Greg Standing
Other
Head of Enterprise Risk Management
Article
4
Many commercial contracts contain a clause which expressly provides that the contract can only be varied if the variation is in writing and is signed by all parties (a variation clause). The aim of a variation clause is to exclude the possibility of informal or even inadvertent variations being binding. Despite such wording, an agreement can in fact be varied orally or by conduct as was recently confirmed by the Court of Appeal in Globe Motors Inc & others v TRW Lucas Varity Electric Steering Limited & another.

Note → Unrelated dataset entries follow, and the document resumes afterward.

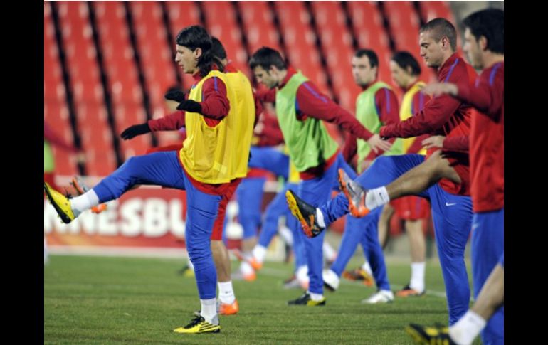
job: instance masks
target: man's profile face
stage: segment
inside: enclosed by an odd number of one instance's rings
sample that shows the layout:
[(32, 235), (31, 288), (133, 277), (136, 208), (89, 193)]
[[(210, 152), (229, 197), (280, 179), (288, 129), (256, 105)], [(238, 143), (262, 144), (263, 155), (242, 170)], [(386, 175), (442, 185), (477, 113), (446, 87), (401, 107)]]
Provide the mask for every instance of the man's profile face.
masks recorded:
[(262, 66), (256, 66), (253, 68), (253, 75), (257, 79), (257, 83), (263, 84), (269, 89), (273, 89), (278, 86), (278, 80), (275, 78), (273, 68), (266, 70)]
[(421, 46), (421, 56), (428, 67), (438, 68), (443, 63), (442, 40), (436, 41), (431, 30), (423, 31), (418, 37)]
[(481, 48), (476, 37), (472, 34), (470, 28), (466, 28), (464, 31), (464, 46), (463, 51), (468, 58), (468, 61), (472, 67), (476, 70), (483, 69), (483, 63), (481, 58)]

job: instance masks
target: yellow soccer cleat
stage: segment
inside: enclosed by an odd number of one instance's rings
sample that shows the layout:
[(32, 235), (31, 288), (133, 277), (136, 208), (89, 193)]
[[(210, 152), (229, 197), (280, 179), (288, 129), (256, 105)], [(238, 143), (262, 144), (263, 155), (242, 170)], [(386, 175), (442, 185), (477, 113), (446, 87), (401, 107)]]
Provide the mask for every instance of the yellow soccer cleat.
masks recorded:
[(317, 223), (315, 207), (297, 196), (291, 189), (285, 192), (285, 199), (291, 213), (299, 220), (307, 237), (312, 238), (322, 233), (325, 228)]
[(184, 327), (176, 328), (173, 331), (175, 333), (219, 333), (221, 325), (210, 324), (201, 315), (196, 315), (189, 324)]
[(70, 201), (68, 198), (51, 188), (47, 182), (43, 183), (43, 189), (50, 203), (57, 211), (63, 223), (68, 224), (73, 221), (76, 217), (74, 216), (73, 209), (70, 208)]
[(424, 345), (455, 345), (449, 336), (449, 328), (443, 326), (428, 327), (420, 324), (411, 324), (406, 327), (405, 331), (413, 338), (415, 344)]

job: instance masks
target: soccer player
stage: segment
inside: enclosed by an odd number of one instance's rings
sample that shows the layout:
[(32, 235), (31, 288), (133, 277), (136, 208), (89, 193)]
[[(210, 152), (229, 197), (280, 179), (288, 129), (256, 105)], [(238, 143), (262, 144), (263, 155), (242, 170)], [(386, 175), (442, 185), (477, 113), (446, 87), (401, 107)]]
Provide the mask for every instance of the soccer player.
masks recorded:
[[(438, 80), (473, 83), (475, 72), (455, 52), (456, 30), (449, 21), (438, 18), (426, 23), (421, 28), (419, 43), (421, 55), (427, 65), (437, 68)], [(380, 135), (391, 138), (446, 134), (450, 142), (453, 137), (469, 134), (472, 112), (469, 105), (450, 96), (434, 97), (414, 116), (398, 124), (382, 127)], [(327, 225), (347, 214), (349, 208), (354, 216), (364, 216), (369, 210), (390, 201), (384, 186), (401, 175), (411, 172), (413, 168), (423, 162), (423, 169), (440, 169), (443, 176), (448, 179), (440, 180), (434, 176), (431, 180), (439, 180), (438, 184), (425, 184), (421, 187), (423, 189), (416, 189), (418, 195), (431, 201), (438, 254), (446, 284), (449, 323), (453, 324), (468, 310), (470, 301), (464, 262), (464, 250), (472, 220), (472, 202), (468, 196), (468, 156), (465, 152), (444, 151), (442, 157), (439, 150), (433, 151), (429, 150), (428, 153), (431, 156), (426, 161), (420, 154), (379, 157), (355, 181), (351, 181), (344, 171), (339, 171), (344, 193), (315, 209), (298, 199), (297, 207), (292, 211), (295, 210), (293, 214), (299, 218), (303, 228), (319, 234), (323, 227), (317, 219), (323, 218)], [(365, 190), (369, 191), (364, 196)], [(364, 199), (364, 196), (367, 198)], [(311, 215), (314, 216), (312, 218)]]
[[(472, 201), (472, 273), (474, 305), (448, 329), (455, 344), (472, 344), (481, 332), (483, 344), (504, 344), (504, 11), (490, 9), (463, 21), (463, 51), (483, 70), (473, 87), (446, 83), (426, 92), (449, 94), (482, 113), (473, 117), (470, 137)], [(424, 339), (447, 339), (447, 329), (410, 325)], [(413, 332), (414, 331), (414, 332)], [(419, 331), (422, 331), (421, 334)], [(432, 342), (436, 339), (432, 340)]]
[[(253, 53), (249, 64), (257, 81), (272, 90), (263, 100), (275, 101), (284, 141), (302, 180), (297, 193), (315, 204), (330, 198), (332, 189), (336, 188), (337, 169), (344, 166), (349, 172), (352, 171), (322, 120), (335, 122), (367, 141), (374, 151), (390, 148), (389, 143), (366, 129), (350, 113), (322, 95), (308, 78), (288, 67), (277, 51), (263, 47)], [(323, 238), (322, 234), (304, 239), (309, 290), (290, 301), (290, 304), (325, 304), (322, 279)]]
[[(45, 183), (44, 189), (62, 221), (70, 223), (83, 211), (119, 198), (136, 184), (156, 184), (186, 191), (186, 239), (194, 265), (201, 308), (177, 333), (221, 331), (216, 311), (217, 275), (210, 249), (211, 236), (222, 231), (221, 210), (247, 173), (254, 119), (253, 99), (246, 111), (238, 102), (220, 63), (210, 51), (211, 38), (199, 26), (182, 29), (176, 38), (175, 61), (196, 80), (188, 99), (177, 109), (185, 111), (187, 138), (179, 152), (157, 152), (128, 159), (83, 195), (68, 200)], [(239, 113), (236, 113), (236, 110)]]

Globe Motors Inc (Globe) entered into a long term exclusive supply agreement (the Agreement) with TRW Lucas Varity Electric Steering Limited (TRW) (for whom Gowling WLG acted) for the supply of electric motors. Globe subsequently claimed damages from TRW for breach of contract, asserting that TRW had acquired motors from another supplier. TRW argued that it was not in breach of the Agreement and even if it was, Globe had only suffered minimal losses as it had transferred manufacturing to its subsidiary, Globe Motors Portugal (Porto), and any losses sat with Porto with whom TRW did not have any contractual relationship.
Globe claimed that the Agreement had been varied by conduct and that Porto had become a party to the Agreement as a result. TRW argued there had been no variation and relied on the variation clause in the Agreement which provided that it could only be amended in a written document that was signed by all parties. There was no such document.
The Court of Appeal held that TRW had not been in breach of the Agreement. It was not, therefore, strictly necessary for the court to address the variation clause point. However, given there were two competing Court of Appeal decisions on the point, the Court of Appeal took the opportunity to do so in an obiter judgment.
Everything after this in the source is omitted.